Henry Burgh, who had established the first animal abuse association in the United States, the American Society for the Prevention of Cruelty to Animals, was approached by Etta Angell Wheeler, a Methodist, missionary, about a child who was daily beaten by her step-mother and locked in a closet in a tenement house in the Hell’s Kitchen area of New York City.

Burgh’s response was,

 “The child is an animal, if there is no justice for it as a human being, it shall at least have the rights of the stray cur in the street. It shall not be abused.”

The courts removed the child from the home, the step-mother received a year in jail, And in 1874 the New York Society for the Prevention of Cruelty to Children, the first such child abuse prevention society in the world, was formed.
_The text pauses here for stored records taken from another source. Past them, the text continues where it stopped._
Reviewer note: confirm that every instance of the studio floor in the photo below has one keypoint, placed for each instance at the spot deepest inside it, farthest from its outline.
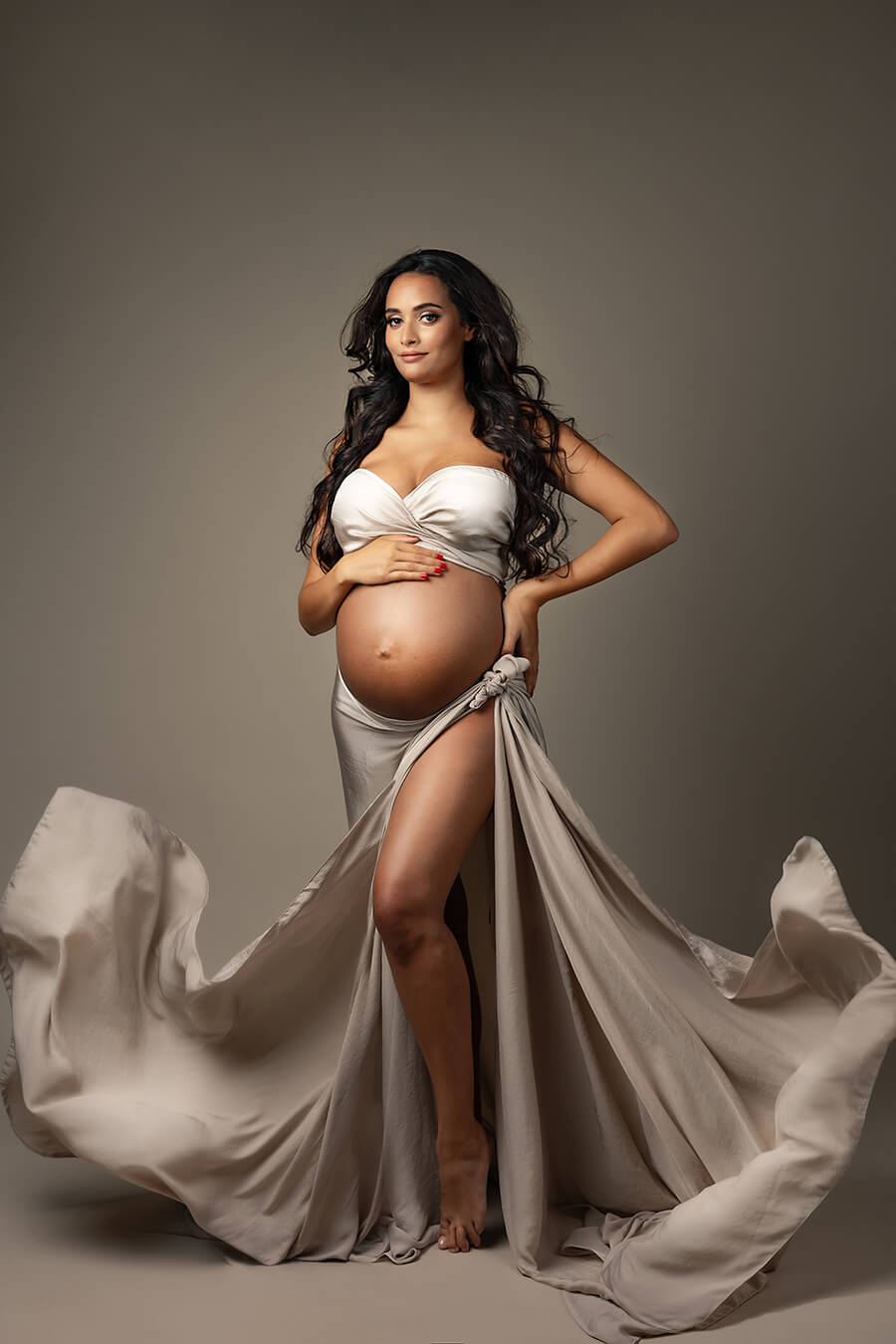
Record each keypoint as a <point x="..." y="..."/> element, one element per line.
<point x="93" y="1259"/>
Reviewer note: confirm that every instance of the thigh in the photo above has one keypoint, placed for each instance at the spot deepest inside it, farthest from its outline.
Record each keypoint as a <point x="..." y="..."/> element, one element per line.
<point x="438" y="809"/>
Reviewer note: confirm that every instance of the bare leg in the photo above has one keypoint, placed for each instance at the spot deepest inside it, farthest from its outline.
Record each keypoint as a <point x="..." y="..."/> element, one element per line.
<point x="443" y="799"/>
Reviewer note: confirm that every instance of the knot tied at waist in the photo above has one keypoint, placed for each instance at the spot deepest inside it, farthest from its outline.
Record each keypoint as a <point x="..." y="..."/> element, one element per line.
<point x="495" y="680"/>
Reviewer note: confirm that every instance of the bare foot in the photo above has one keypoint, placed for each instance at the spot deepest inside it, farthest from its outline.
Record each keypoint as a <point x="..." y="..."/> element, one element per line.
<point x="464" y="1170"/>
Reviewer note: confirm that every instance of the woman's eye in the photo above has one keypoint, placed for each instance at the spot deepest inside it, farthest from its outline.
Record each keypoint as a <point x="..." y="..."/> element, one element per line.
<point x="434" y="316"/>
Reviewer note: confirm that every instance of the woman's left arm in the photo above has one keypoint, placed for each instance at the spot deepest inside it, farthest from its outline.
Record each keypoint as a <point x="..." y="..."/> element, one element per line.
<point x="639" y="527"/>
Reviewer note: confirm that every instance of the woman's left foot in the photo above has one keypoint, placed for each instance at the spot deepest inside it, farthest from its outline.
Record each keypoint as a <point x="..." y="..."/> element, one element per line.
<point x="464" y="1171"/>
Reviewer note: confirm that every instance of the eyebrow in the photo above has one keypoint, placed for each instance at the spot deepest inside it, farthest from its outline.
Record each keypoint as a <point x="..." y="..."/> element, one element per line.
<point x="415" y="310"/>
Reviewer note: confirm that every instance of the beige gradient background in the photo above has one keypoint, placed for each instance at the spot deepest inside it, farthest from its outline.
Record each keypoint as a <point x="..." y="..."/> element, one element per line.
<point x="692" y="208"/>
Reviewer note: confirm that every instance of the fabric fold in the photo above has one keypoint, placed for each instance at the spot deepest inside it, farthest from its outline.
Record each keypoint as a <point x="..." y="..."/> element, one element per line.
<point x="668" y="1112"/>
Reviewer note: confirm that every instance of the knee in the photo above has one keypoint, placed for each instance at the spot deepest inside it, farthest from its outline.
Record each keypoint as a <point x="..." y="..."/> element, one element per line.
<point x="400" y="916"/>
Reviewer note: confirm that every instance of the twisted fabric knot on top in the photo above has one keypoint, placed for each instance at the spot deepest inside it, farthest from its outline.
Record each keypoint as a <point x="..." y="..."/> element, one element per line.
<point x="496" y="679"/>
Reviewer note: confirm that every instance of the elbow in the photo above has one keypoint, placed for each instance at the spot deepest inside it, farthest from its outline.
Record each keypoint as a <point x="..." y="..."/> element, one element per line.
<point x="665" y="530"/>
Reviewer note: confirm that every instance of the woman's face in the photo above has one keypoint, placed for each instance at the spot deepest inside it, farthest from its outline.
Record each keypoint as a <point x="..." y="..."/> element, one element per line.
<point x="422" y="320"/>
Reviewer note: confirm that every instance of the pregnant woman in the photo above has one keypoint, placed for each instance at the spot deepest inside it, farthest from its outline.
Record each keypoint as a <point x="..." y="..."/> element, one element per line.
<point x="472" y="982"/>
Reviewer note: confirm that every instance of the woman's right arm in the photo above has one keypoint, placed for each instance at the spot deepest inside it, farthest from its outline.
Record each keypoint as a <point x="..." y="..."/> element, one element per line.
<point x="320" y="599"/>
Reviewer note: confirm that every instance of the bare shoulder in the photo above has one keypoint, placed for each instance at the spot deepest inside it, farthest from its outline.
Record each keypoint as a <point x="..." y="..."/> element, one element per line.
<point x="590" y="476"/>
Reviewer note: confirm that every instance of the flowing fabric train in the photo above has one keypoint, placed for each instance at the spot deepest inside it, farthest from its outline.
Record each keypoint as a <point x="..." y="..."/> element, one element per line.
<point x="668" y="1112"/>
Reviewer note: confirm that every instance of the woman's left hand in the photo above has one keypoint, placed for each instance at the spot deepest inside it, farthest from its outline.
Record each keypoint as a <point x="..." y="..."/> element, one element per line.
<point x="522" y="630"/>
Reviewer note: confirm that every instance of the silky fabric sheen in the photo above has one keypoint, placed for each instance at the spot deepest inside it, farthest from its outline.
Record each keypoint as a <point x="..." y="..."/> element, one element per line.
<point x="464" y="510"/>
<point x="668" y="1110"/>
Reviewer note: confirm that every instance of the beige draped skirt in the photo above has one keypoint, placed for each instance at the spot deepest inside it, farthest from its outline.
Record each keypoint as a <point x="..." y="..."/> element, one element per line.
<point x="668" y="1112"/>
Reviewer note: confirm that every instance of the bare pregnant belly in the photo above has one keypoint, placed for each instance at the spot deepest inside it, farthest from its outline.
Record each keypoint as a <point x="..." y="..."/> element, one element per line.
<point x="410" y="647"/>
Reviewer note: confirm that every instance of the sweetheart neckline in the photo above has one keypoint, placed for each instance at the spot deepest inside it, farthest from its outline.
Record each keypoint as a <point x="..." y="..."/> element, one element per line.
<point x="450" y="467"/>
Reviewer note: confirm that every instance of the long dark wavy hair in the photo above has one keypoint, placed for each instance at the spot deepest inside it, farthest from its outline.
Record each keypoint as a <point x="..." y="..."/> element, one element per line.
<point x="506" y="410"/>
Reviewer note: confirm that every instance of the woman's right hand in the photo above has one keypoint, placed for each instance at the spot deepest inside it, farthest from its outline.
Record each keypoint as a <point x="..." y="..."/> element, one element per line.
<point x="389" y="557"/>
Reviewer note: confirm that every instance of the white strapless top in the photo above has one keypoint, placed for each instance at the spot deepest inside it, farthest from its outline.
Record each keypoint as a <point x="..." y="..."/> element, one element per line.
<point x="464" y="511"/>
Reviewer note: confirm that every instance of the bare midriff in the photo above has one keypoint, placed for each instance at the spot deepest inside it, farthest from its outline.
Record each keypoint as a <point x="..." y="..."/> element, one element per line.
<point x="410" y="647"/>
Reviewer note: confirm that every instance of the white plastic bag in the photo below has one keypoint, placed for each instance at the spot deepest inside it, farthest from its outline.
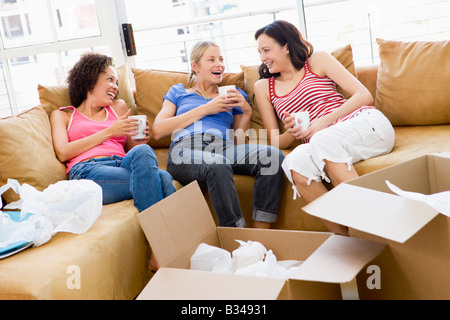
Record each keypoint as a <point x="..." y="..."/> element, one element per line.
<point x="66" y="206"/>
<point x="210" y="258"/>
<point x="265" y="268"/>
<point x="248" y="253"/>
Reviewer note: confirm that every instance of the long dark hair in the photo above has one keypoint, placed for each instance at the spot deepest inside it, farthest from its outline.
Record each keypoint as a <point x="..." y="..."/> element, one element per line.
<point x="284" y="33"/>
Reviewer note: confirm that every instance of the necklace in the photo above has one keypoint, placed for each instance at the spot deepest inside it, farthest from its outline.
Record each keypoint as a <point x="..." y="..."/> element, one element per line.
<point x="202" y="93"/>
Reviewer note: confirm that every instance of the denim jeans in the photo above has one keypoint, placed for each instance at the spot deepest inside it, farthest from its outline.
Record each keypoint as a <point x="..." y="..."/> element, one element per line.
<point x="212" y="161"/>
<point x="135" y="176"/>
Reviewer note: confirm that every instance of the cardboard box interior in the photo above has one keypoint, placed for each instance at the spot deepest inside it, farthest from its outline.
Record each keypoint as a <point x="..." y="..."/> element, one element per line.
<point x="175" y="230"/>
<point x="417" y="262"/>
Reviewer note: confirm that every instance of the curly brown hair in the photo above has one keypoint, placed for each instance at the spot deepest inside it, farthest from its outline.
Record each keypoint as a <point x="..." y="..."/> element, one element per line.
<point x="84" y="75"/>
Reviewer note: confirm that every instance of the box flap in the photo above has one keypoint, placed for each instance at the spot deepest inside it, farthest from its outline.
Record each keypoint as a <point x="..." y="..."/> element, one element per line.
<point x="177" y="223"/>
<point x="385" y="215"/>
<point x="180" y="284"/>
<point x="338" y="260"/>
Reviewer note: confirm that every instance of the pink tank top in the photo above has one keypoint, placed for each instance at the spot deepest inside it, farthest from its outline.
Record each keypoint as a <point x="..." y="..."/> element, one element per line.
<point x="80" y="127"/>
<point x="314" y="94"/>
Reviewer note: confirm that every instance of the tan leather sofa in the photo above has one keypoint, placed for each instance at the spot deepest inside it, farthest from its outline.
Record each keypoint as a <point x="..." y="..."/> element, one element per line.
<point x="410" y="85"/>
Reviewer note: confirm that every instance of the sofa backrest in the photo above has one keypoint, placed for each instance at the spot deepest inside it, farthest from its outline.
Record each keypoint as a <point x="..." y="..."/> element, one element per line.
<point x="367" y="75"/>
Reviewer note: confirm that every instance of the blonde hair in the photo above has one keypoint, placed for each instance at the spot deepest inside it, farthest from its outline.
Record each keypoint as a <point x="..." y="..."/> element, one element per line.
<point x="196" y="54"/>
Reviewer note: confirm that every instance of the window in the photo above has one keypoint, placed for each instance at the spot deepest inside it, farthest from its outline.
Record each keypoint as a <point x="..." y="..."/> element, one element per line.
<point x="163" y="40"/>
<point x="40" y="40"/>
<point x="164" y="34"/>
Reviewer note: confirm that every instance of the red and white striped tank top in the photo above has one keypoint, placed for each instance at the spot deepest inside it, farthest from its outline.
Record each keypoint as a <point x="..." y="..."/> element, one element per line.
<point x="314" y="94"/>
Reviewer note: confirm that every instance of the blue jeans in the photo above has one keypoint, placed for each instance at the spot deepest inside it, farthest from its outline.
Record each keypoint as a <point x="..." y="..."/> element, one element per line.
<point x="213" y="161"/>
<point x="135" y="176"/>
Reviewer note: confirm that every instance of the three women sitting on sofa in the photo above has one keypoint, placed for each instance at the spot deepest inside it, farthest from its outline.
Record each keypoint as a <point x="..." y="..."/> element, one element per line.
<point x="93" y="135"/>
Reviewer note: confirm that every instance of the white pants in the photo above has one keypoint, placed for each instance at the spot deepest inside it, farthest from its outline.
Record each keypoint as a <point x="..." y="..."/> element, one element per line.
<point x="368" y="134"/>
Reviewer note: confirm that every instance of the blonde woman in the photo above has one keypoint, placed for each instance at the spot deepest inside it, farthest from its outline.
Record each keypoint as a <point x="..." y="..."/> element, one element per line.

Perhaps history will repeat itself, and, now that animal cruelty is a felony under federal law, recognizing that a child arriving at the border “is an animal, if there is no justice for it as a human being, it shall at least have the rights of the stray cur in the street. It shall not be abused”, those that are there will be treated humanely, receiving the most basic requirements of food, water, shelter and medical care in livable conditions with parental contract, and actions taken that intentionally mistreat or unintentionally result from neglect will be properly reviewed and addressed.

Trump once, when speaking of those arriving at the border, declared,

“These aren’t people. These are animals.”

So now with the PACT Act and history, the conditions at the border, when it comes to children, will be improved.